SKOWHEGAN — The handbell ringers begin trickling into the basement of the All Saints Episcopal Church every Tuesday around 4 p.m.

Practice starts at 4:30, but there’s lots of setting up to do — moving furniture, turning on the lights, setting up music stands and card tables, and of course the set of more than two dozen bells. They chat and sip coffee as they set up — 11 women and one man ranging in age from eighth grade to “well into retirement.”

The Over the River Ringers (previously known as the Riverside Ringers) have been playing at parades, concerts and church services in Maine since the group was founded in 1962. They’ve been meeting religiously for weekly practice in the basement of the church for years simply because it’s something they love to do. But lately, they’ve also had their biggest performance ever to prepare for.
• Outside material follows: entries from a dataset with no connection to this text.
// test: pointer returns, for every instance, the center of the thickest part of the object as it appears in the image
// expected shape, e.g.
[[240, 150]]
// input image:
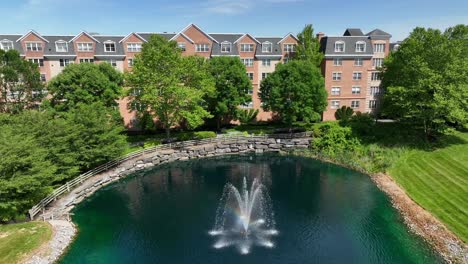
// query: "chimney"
[[320, 35]]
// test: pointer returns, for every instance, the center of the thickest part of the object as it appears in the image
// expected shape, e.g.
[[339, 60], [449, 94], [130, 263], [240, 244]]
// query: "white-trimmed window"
[[33, 46], [61, 46], [375, 76], [336, 76], [335, 104], [181, 46], [109, 46], [247, 62], [337, 62], [113, 63], [289, 47], [86, 60], [375, 90], [357, 76], [133, 47], [247, 105], [360, 46], [356, 90], [39, 62], [379, 48], [336, 90], [64, 62], [358, 62], [84, 46], [247, 47], [355, 104], [339, 46], [202, 47], [6, 44], [377, 62], [267, 47], [226, 47]]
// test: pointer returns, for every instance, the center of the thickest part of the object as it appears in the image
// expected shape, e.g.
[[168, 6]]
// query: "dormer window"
[[61, 46], [267, 47], [360, 46], [109, 46], [226, 46], [339, 46], [6, 44], [247, 47], [33, 46]]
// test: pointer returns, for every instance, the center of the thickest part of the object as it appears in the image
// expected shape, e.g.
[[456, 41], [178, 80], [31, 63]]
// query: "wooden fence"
[[70, 185]]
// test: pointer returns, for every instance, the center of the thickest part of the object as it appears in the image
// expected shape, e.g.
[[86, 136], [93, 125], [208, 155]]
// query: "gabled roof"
[[353, 32], [133, 33], [247, 34], [378, 32], [287, 35], [32, 32], [183, 35], [85, 33], [195, 26]]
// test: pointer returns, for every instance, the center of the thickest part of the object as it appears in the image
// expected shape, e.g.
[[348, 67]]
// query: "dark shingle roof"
[[328, 46], [276, 48], [231, 38], [353, 32], [16, 45]]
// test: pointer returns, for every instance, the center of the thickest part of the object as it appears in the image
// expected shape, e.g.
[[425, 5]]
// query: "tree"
[[426, 81], [296, 91], [232, 86], [308, 47], [344, 113], [20, 85], [85, 83], [172, 87]]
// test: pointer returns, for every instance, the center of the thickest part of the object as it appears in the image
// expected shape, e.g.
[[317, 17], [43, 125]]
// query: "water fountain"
[[245, 218]]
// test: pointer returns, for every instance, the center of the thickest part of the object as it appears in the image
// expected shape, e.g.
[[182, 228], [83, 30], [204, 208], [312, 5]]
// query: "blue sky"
[[258, 17]]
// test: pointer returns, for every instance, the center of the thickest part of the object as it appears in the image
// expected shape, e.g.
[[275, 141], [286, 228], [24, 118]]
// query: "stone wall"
[[178, 152]]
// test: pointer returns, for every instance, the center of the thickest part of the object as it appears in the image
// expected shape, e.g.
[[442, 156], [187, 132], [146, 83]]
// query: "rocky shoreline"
[[452, 249]]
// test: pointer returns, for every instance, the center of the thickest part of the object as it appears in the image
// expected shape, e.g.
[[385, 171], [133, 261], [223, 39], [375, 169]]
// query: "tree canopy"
[[172, 87], [231, 88], [85, 83], [295, 91], [20, 84], [308, 47], [426, 80]]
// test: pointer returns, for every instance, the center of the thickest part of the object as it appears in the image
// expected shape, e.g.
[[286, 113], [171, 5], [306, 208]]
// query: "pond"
[[322, 213]]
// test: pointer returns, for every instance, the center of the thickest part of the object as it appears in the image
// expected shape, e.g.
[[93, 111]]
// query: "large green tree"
[[232, 86], [308, 47], [171, 88], [295, 91], [85, 83], [426, 80], [20, 85]]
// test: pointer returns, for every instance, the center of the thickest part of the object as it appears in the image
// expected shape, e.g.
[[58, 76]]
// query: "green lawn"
[[19, 240], [438, 181]]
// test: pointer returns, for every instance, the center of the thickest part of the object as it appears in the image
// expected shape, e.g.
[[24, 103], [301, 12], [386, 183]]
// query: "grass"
[[19, 240], [438, 181]]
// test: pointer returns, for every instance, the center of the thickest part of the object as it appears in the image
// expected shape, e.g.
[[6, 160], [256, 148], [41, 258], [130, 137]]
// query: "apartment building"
[[351, 69], [350, 64], [53, 53]]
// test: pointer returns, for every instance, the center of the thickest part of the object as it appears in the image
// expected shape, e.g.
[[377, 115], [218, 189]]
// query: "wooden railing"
[[70, 185]]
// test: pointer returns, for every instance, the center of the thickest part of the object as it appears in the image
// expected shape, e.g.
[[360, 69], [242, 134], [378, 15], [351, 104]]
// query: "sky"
[[257, 17]]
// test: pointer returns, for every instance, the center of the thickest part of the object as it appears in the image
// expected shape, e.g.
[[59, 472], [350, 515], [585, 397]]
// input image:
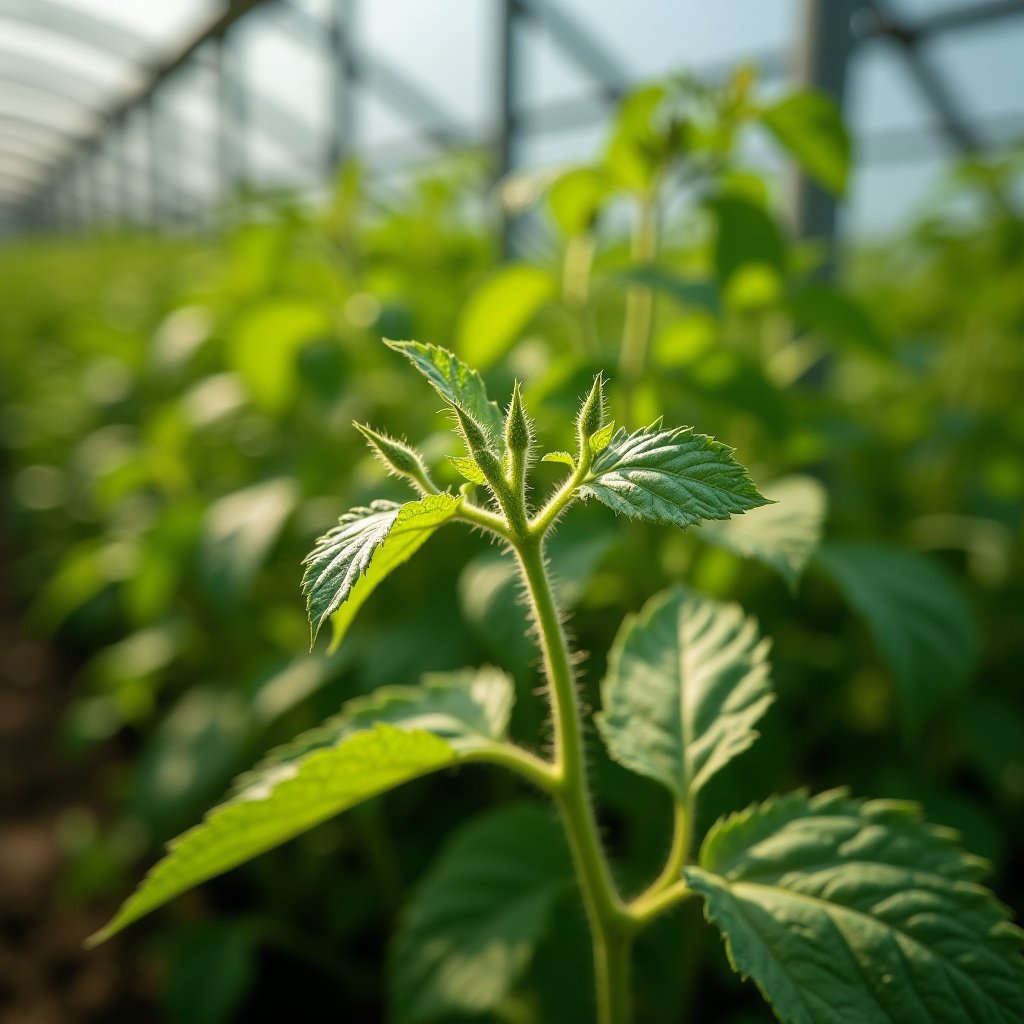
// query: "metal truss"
[[49, 158]]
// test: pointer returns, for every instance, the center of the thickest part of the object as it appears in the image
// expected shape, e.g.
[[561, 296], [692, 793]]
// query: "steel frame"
[[834, 30]]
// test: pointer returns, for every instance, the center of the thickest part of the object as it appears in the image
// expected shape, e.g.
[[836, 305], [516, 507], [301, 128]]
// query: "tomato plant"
[[176, 426], [823, 900]]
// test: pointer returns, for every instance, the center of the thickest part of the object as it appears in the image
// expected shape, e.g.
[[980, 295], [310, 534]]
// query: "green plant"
[[838, 908]]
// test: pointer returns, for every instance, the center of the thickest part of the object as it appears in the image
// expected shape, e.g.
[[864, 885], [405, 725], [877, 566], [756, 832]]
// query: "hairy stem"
[[677, 853], [611, 927]]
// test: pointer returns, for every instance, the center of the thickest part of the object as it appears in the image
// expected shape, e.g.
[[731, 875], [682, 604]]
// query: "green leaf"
[[500, 308], [577, 199], [240, 529], [468, 933], [687, 680], [920, 621], [783, 536], [747, 237], [265, 342], [670, 476], [843, 910], [468, 709], [455, 382], [638, 150], [468, 469], [810, 126], [299, 797], [349, 561], [599, 441], [830, 312]]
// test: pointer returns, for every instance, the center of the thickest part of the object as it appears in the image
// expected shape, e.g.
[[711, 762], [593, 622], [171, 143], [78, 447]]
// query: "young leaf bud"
[[478, 444], [592, 412], [397, 457], [517, 432], [476, 439]]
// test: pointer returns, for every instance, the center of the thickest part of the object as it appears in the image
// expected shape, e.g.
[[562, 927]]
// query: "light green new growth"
[[840, 910]]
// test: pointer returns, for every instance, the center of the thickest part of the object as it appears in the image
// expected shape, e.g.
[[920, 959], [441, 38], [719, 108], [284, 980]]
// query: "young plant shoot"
[[838, 908]]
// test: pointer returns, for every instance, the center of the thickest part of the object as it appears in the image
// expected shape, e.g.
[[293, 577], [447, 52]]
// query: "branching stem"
[[611, 926]]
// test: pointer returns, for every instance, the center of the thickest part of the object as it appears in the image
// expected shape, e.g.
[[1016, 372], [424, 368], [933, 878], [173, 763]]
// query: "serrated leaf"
[[810, 126], [454, 381], [468, 709], [500, 308], [468, 469], [283, 806], [577, 198], [921, 623], [671, 476], [349, 561], [470, 929], [562, 457], [848, 911], [687, 681], [783, 536]]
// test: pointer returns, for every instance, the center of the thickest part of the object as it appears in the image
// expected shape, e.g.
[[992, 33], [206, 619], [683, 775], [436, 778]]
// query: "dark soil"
[[46, 976]]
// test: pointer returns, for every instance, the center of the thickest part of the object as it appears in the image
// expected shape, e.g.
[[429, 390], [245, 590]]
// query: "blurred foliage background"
[[176, 428]]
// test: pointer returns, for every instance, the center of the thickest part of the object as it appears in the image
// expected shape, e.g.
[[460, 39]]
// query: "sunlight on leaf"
[[687, 680], [834, 904]]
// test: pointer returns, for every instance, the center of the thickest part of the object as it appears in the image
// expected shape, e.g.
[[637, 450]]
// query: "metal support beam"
[[388, 83], [231, 120], [509, 65], [825, 46], [934, 88], [341, 33], [954, 19], [578, 42]]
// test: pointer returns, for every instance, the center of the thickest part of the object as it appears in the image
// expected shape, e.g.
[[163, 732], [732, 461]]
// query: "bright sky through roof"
[[444, 48]]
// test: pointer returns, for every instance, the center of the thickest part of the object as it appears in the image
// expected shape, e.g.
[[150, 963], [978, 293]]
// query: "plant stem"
[[677, 854], [639, 305], [611, 927]]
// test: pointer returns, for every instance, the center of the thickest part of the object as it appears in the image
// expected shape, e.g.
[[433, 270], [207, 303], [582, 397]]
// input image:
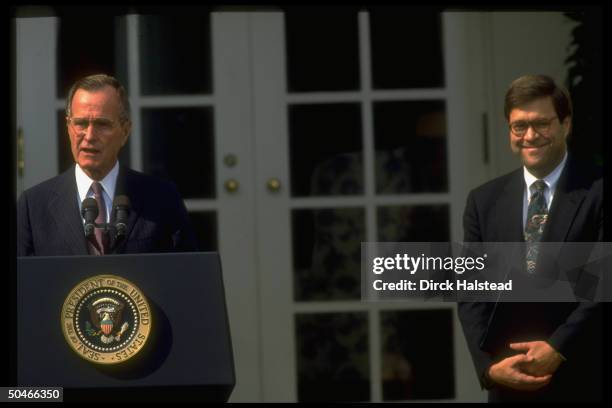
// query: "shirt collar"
[[551, 179], [84, 182]]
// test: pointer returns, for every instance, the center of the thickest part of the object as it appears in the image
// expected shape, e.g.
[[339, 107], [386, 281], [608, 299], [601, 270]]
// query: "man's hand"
[[546, 359], [508, 373]]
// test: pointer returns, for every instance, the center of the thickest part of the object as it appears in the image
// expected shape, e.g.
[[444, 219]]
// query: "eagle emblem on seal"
[[106, 316]]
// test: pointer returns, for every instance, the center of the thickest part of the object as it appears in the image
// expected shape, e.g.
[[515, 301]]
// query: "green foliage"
[[585, 83]]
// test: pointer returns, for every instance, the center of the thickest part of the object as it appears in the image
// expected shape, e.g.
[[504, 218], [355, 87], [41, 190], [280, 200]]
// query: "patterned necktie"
[[101, 236], [537, 213]]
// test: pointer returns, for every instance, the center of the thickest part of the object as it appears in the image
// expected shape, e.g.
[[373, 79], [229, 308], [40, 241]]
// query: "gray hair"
[[95, 83]]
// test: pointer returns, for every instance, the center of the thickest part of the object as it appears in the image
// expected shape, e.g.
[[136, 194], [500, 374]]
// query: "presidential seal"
[[106, 319]]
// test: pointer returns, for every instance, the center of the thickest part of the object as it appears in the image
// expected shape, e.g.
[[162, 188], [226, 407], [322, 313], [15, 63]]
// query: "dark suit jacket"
[[49, 222], [494, 213]]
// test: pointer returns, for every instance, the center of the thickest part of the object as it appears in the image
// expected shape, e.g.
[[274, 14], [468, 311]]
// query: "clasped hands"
[[527, 371]]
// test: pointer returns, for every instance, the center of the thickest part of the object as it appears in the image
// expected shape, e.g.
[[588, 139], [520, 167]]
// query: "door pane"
[[90, 41], [417, 223], [406, 48], [327, 253], [417, 354], [325, 149], [175, 53], [332, 357], [322, 49], [410, 143], [178, 144]]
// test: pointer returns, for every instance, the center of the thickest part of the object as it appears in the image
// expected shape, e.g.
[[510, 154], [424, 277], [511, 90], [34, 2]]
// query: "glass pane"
[[410, 143], [205, 224], [64, 152], [175, 53], [178, 144], [327, 253], [101, 48], [322, 49], [325, 149], [417, 354], [406, 48], [417, 223], [332, 357]]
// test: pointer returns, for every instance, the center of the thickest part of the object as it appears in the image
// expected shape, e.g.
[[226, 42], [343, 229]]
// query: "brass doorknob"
[[231, 185], [273, 185]]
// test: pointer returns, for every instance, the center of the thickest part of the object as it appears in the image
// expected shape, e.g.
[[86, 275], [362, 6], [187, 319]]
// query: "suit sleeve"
[[587, 315], [474, 316], [25, 245]]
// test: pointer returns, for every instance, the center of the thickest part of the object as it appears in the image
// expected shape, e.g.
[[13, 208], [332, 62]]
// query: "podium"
[[187, 356]]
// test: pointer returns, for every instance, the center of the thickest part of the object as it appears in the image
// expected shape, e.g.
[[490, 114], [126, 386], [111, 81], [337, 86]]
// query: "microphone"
[[121, 205], [89, 211]]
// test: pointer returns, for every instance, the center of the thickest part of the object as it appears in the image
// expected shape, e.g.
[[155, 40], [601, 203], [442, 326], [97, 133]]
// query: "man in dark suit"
[[49, 220], [537, 351]]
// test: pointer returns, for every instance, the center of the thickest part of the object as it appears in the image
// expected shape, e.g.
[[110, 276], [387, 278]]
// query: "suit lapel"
[[64, 209], [509, 211], [568, 196]]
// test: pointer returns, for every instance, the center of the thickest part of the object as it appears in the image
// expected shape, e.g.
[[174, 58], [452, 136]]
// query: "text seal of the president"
[[106, 319]]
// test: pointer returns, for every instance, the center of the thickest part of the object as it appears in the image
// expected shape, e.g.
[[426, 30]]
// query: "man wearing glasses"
[[49, 215], [549, 351]]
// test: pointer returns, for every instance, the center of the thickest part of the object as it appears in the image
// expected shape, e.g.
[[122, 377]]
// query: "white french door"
[[286, 176]]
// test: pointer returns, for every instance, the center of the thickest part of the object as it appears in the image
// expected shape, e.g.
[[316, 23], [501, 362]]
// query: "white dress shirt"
[[551, 182], [108, 187]]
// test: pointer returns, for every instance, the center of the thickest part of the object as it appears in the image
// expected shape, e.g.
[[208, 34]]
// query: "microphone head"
[[89, 204], [121, 201]]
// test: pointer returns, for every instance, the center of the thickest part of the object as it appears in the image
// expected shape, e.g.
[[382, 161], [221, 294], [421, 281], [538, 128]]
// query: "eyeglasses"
[[541, 126], [100, 124]]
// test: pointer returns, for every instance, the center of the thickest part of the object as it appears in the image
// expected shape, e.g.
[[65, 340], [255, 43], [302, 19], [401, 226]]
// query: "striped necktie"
[[537, 213]]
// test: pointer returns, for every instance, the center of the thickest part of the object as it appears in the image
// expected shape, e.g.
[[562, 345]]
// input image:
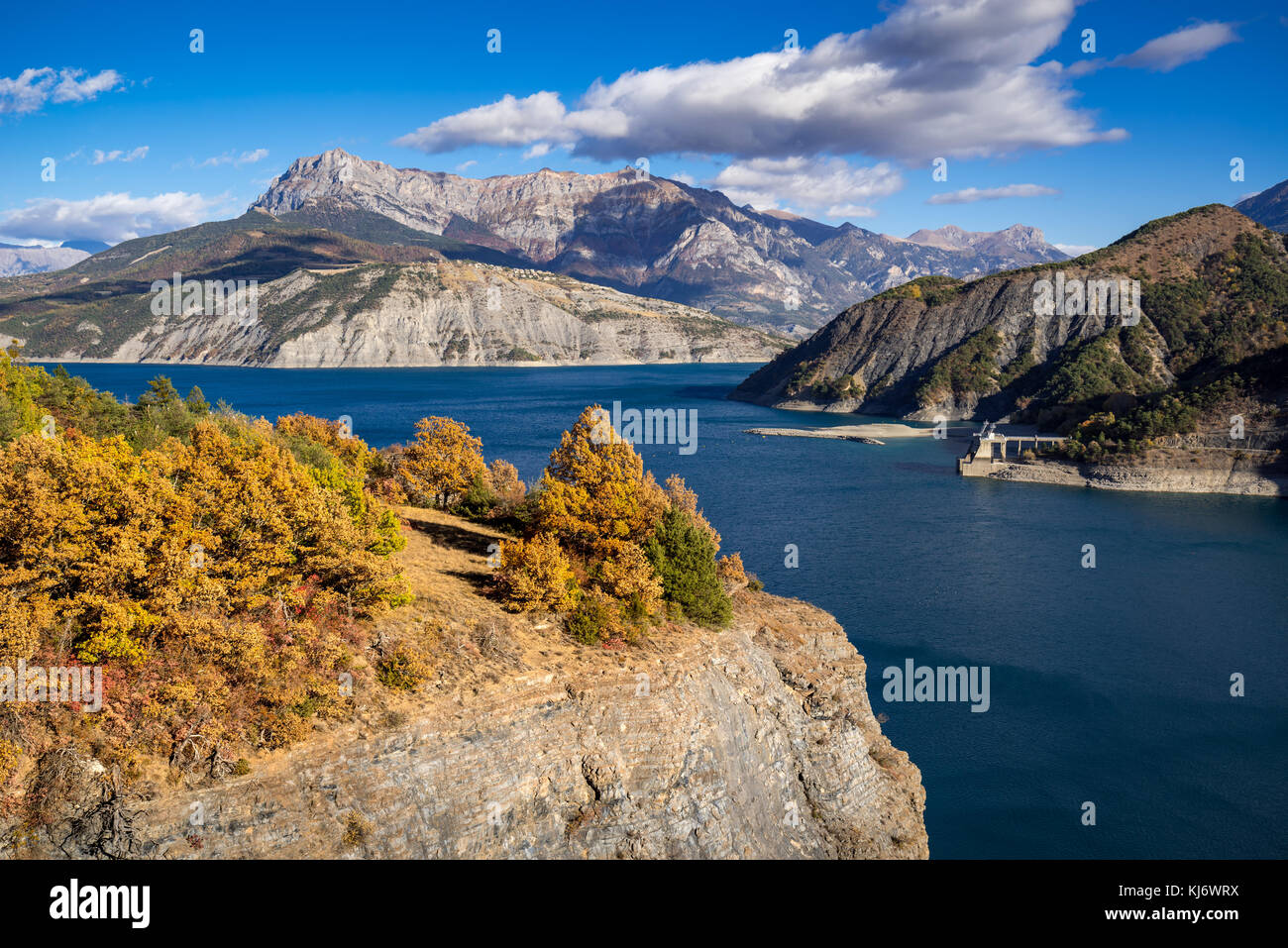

On June 29 the group will play at Carnegie Hall in New York City as part of the Gala Benefit Concert for the Saint Thomas More Chapel at Yale, a celebration honoring a new music initiative at Yale University.

“It’s going to be our biggest event ever,” said Gail Kelly, the group’s director. “It’s a once in a lifetime thing.”

According to the Handbell Musicians of America, there are more than 300 handbell choirs around the United States. The group hosts annual conferences every summer, and this year representatives from Carnegie Hall invited New England area conference participants to play at the gala, which takes place just a few days after the area conference concludes.

Eight of the Over the River Ringers’ 12 members will be playing in the benefit concert.

Until recently, the group was located at the Federated Church of Skowhegan, but they recently moved their practices to the basement of the Episcopal Church. They often play at church events, but they’re not limited to religious themed songs. There are 11 players, plus a director, and they each have at least two bells they are assigned to play. Each bell represents a note on the musical scale ranging four octaves.

The current members say the bells weren’t hard to learn, although most of them have musical backgrounds, having played other instruments or been music teachers.

Husband and wife Elaine and Jon Loekle, of East Madison, are music teachers who also organized the Skowhegan Community Orchestra. “It’s different because you have only a certain assignment, but you have to look at the whole piece of music,” Elaine Loekle, 60, said. “You pick yours out, but you still have to pay attention. It’s like playing piano with 11 people on the bench.”

Kelly, of Cornville, is also a music teacher in SAD 54. Her daughter, 20-year-old Robin Kelly, is one of the group’s youngest players. She said she started playing the handbells in a youth handbell group when she was in fourth grade and was a substitute at first for the Ringers.

“We have turned people away, although if they are willing we do take substitutes,” said Gail Kelly, who is just the third director in the more than 50-year history of the group.

Those who join tend to stay for a long time.

“I enjoy playing the bells, but the camaraderie is the best part,” said Ann Cook, of Skowhegan.

Sara Everett of Skowhegan, a substitute for 10 years before recently becoming a full-time member in September, agreed. She said she was hesitant to join at first because of the time commitment of practices and performances and waited until her kids were out of the house.

“You don’t get out,” Everett said. “Once you’re here, you’re here for life.”